Hull’s deserved status as the UK’s City of Culture in 2017 marks a later iteration of this same endeavour and I hope that the investment and interest it has attracted genuinely improves the lives of local residents as well as entertaining mere visitors such as myself.  I’ll end with a plea that this revival of municipal dreams is an exemplar, not a one-off – a testimony, like so much of what went before, to how a properly resourced and ambitious municipality can improve the lives of its citizens.

Sources

Much of the architectural detail in this post is drawn from the invaluable Hull (Pevsner Architectural Guides, 2010) by David and Susan Neave.

(1) Hull City Council Economic Development and Regeneration Department, Masterplan Guidance, Queens Gardens, Hull (July 2013)

(2) The website British Post Office Buildings and their Architects: an Illustrated Guide has informative description and illustration on Hull’s General Post Office.

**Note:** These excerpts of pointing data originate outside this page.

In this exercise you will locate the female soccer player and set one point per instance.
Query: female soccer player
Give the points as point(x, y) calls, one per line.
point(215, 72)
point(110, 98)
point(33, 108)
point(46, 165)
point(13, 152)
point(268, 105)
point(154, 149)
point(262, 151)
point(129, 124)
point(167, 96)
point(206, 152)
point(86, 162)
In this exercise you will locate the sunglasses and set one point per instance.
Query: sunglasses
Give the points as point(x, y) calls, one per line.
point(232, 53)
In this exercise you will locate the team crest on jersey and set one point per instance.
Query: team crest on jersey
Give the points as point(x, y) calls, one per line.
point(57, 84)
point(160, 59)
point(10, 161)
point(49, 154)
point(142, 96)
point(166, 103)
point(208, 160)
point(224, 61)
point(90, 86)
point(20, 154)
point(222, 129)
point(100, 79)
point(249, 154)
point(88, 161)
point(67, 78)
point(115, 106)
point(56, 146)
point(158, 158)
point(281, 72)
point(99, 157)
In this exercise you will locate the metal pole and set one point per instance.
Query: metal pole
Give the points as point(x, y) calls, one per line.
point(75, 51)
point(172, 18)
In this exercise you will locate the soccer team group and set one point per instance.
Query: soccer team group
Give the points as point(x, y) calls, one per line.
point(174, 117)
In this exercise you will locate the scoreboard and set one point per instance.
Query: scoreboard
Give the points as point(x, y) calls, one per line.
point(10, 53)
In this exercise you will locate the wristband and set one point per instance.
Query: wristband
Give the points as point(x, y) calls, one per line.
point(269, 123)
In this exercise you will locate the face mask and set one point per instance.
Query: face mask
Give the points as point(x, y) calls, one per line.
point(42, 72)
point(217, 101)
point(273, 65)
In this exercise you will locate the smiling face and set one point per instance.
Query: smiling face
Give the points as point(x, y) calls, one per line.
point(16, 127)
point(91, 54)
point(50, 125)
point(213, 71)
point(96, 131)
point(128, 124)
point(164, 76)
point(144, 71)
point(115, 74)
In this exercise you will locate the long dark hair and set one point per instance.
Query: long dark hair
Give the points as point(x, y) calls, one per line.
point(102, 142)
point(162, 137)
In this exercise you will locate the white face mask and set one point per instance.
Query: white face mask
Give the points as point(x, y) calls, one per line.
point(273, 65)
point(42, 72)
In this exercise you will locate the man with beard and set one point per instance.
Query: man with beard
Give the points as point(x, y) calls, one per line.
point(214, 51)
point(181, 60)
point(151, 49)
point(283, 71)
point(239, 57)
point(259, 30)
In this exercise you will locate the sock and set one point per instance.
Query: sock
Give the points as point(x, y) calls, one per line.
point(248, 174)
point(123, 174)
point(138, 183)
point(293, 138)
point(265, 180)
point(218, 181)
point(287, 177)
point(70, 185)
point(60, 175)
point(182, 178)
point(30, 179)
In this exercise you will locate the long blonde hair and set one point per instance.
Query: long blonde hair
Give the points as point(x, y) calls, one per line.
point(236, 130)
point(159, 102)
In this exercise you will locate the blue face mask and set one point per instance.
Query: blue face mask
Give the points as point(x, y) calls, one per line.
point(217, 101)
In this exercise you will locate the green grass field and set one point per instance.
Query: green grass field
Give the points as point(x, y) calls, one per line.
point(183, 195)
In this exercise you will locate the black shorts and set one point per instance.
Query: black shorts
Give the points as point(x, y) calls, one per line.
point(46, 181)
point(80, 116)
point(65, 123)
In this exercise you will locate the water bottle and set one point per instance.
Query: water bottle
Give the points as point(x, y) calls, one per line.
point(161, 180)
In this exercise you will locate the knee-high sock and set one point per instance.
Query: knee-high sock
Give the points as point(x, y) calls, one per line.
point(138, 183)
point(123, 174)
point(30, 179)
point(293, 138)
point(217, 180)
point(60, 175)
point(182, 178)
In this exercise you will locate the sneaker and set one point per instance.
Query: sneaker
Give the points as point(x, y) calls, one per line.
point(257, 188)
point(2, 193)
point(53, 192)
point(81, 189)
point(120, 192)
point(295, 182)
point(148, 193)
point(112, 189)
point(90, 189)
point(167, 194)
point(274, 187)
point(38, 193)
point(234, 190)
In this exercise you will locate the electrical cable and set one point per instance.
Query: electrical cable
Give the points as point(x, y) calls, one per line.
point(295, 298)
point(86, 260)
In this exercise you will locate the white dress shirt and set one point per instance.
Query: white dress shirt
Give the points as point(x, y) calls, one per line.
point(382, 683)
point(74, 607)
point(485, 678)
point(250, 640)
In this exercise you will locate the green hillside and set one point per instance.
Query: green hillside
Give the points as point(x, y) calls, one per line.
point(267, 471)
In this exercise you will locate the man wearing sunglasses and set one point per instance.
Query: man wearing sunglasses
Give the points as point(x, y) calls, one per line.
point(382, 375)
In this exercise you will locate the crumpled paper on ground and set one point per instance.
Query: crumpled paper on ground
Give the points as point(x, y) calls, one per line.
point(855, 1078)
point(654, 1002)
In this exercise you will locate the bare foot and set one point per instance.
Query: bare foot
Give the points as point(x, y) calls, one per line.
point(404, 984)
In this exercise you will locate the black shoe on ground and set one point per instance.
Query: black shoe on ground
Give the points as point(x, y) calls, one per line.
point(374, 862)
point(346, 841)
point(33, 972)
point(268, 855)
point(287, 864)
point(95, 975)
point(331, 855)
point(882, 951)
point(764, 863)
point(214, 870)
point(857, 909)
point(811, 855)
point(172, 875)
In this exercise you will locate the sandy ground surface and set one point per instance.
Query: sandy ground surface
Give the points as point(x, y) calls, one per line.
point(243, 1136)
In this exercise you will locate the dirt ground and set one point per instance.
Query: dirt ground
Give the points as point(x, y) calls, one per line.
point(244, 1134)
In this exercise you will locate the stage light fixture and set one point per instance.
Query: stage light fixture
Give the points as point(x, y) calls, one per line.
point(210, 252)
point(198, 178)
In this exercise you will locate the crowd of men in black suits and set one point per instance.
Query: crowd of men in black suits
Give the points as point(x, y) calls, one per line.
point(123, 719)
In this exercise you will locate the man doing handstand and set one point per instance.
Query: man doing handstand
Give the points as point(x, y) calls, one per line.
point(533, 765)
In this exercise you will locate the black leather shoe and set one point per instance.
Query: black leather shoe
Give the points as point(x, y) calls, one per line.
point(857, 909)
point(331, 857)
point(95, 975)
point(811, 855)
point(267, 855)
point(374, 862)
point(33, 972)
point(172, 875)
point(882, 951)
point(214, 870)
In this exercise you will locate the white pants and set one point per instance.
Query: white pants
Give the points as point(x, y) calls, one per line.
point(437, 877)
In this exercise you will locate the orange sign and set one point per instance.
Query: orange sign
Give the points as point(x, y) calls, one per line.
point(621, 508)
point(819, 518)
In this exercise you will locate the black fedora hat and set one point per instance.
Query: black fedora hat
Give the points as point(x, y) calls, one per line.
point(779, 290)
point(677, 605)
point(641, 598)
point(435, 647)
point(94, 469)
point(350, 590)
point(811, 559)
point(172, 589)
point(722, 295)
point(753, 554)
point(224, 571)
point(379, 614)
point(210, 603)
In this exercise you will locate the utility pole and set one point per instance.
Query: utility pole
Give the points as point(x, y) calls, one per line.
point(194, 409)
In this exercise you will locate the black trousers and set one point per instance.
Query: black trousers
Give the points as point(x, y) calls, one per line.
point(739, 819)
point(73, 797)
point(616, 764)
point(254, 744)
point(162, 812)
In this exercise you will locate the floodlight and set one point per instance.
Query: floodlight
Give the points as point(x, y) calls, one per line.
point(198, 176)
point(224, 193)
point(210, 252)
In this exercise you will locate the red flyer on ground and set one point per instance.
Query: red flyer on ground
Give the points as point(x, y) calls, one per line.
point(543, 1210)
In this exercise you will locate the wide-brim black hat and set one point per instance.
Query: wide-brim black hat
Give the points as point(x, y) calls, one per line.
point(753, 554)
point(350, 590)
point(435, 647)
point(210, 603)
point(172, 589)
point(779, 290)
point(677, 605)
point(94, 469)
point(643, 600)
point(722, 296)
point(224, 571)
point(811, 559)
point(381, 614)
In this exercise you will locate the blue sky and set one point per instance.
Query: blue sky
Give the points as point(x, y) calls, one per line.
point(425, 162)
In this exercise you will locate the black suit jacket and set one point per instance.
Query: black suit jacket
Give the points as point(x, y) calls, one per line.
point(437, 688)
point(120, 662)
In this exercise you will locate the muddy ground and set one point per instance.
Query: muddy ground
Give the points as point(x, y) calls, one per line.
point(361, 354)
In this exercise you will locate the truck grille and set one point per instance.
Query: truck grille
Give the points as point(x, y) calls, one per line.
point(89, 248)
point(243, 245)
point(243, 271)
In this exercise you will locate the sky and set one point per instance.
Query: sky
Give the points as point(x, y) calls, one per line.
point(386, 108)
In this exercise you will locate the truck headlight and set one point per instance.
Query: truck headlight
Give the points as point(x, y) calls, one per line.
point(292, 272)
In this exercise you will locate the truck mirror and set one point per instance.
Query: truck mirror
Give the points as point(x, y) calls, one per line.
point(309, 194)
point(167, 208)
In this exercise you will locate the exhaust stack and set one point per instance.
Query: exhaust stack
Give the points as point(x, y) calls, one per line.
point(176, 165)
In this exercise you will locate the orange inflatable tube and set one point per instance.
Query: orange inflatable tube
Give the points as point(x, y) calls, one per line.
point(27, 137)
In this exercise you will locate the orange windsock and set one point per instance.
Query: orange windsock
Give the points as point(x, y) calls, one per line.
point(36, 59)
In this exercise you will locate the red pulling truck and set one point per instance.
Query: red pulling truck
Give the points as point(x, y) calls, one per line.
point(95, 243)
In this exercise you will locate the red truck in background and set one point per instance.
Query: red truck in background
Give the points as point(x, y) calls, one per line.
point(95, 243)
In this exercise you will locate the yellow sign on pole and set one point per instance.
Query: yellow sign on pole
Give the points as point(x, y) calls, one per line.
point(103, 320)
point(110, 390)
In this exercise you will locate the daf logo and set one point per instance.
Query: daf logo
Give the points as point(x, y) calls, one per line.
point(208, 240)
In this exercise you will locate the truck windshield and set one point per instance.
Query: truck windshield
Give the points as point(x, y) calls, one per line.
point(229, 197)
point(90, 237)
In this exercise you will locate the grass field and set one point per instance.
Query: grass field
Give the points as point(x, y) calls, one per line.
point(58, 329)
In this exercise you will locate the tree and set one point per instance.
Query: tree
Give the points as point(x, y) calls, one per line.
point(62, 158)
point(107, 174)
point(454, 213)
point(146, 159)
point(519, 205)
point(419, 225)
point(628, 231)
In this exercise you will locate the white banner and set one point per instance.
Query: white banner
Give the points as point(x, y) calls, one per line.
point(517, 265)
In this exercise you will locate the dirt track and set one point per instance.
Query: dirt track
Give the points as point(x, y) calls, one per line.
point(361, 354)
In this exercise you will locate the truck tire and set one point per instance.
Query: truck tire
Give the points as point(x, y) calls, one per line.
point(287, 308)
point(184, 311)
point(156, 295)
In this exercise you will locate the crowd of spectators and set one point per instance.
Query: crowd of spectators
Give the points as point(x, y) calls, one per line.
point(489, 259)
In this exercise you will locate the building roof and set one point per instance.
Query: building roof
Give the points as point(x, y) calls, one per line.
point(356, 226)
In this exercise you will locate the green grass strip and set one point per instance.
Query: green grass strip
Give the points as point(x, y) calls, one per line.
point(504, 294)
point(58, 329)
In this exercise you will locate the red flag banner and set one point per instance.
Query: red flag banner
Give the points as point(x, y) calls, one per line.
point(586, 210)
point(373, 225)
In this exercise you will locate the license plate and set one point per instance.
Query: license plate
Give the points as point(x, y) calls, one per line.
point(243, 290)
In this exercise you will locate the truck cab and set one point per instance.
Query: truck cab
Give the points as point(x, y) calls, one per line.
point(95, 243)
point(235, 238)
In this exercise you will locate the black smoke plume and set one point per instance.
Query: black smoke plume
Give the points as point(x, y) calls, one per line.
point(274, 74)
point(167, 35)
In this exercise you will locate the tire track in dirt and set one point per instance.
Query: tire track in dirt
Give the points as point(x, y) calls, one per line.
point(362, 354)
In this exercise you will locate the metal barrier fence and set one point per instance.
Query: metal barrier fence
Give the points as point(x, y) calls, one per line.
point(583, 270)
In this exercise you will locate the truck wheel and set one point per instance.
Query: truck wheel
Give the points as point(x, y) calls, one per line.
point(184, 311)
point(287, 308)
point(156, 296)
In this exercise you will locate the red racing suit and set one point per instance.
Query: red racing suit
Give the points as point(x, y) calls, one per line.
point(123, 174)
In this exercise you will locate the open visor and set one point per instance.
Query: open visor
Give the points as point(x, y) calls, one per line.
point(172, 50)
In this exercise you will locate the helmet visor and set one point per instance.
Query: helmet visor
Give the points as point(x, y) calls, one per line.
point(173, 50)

(3) For fuller detail on all the new Hull listings, take a look at the Historic England webpage.

(4) Of course, the issue of public conveniences (or present-day inconvenience) isn’t merely a matter of historic or architectural interest. The provision of public toilets was an important part of municipal service in its earlier years and the withdrawal of such provision is a major concern to many sections of the community now.  This is well dealt with, past and present, in a Hull context, in Paul Gibson’s post on Public Toilets in Hull.

Jones the Planner offers a full and more critical perspective on Hull’s post-war planning and architecture in ‘Hull: City of Culture’ (9 February 2014) and, alongside other case studies, in the book Cities of the North (2016).